Like other automakers, and a few startups hoping to launch their first electric vehicle models, Lucid has seen its plans to unveil the Air sedan delayed by the coronavirus. That’s left the fledgling automaker with dozens of prototypes lying around, temporarily unable to perform the test runs they were designed for, but needing to keep up the marketing hype effort after the New York Auto Show was postponed.

So the company chose to show off the prototypes — it has 40 of them, in fact, with more planned to be built — in this video, which shows them parked at the company’s Silicon Valley headquarters. They’re wearing four different wraps, each of which is said to reflect different inspirations.
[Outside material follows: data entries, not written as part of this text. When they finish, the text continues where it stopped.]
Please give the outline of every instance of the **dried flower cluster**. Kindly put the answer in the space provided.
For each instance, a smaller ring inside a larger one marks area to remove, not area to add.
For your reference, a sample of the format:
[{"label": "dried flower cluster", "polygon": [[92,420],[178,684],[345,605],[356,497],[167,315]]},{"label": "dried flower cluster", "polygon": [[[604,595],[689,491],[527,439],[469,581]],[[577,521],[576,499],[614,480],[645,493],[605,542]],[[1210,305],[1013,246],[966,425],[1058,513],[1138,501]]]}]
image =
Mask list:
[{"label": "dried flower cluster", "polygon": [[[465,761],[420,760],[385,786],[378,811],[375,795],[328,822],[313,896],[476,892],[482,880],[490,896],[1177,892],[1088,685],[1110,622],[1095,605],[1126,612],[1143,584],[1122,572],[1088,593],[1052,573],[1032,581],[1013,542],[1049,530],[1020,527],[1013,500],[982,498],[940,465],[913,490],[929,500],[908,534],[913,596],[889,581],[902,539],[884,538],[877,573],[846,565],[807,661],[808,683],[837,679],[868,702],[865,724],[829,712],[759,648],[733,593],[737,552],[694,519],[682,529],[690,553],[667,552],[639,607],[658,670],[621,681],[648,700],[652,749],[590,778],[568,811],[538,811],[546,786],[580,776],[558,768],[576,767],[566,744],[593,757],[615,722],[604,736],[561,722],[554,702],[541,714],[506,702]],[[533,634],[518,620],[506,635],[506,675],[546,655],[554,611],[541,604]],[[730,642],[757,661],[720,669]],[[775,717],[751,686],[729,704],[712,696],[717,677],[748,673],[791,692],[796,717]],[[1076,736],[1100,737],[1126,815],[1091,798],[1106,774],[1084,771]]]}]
Though the jump-cuts in the video are quick, we can definitely make out a few things, including a bank of evergreen sequoia trees, a silhouette of a Joshua tree, the Golden Gate Bridge and the famed Bixby Creek Bridge along the Pacific Coast Highway. We detect a strong Golden State theme; Lucid says it will share more details about the inspiration behind the wraps on its social media channels.

Each prototype car is also numbered on the hood, including No. 400. That’s the same number of the prototype shown in a recent video of an Air prototype that underwent range testing in its home state. It showed highlights from the drive from its Bay Area home down to Los Angeles and back, hitting the company’s goal of doing each 400-mile leg on a single charge. The trips were done in February and March, before the state of California went on stay-at-home quarantine.

Meanwhile, Lucid CEO and CTO Peter Rawlinson recently spoke with IEEE Spectrum for a technical discussion about the Air’s efficiency. In it, he discussed the rationale behind going with a 900-volt current, which is higher than even the Porsche Taycan’s 800-volt architecture.

“Our real reason for having a high-voltage system is the greater efficiency of the inverter and the electronics that control the motor,” Rawlinson said. “The inverter is a high-frequency switch that converts direct current to alternating current; the frequency of that AC determines the frequency of spin of the motor.”

Rawlinson said the company’s inverter was built completely in-house and uses a silicon carbide chip, which he said is optimal for high voltages. That also means smaller radiators and higher aerodynamics than either the Taycan or the Tesla Model S, a direct competitor that Rawlinson famously helped develop when he worked at Tesla.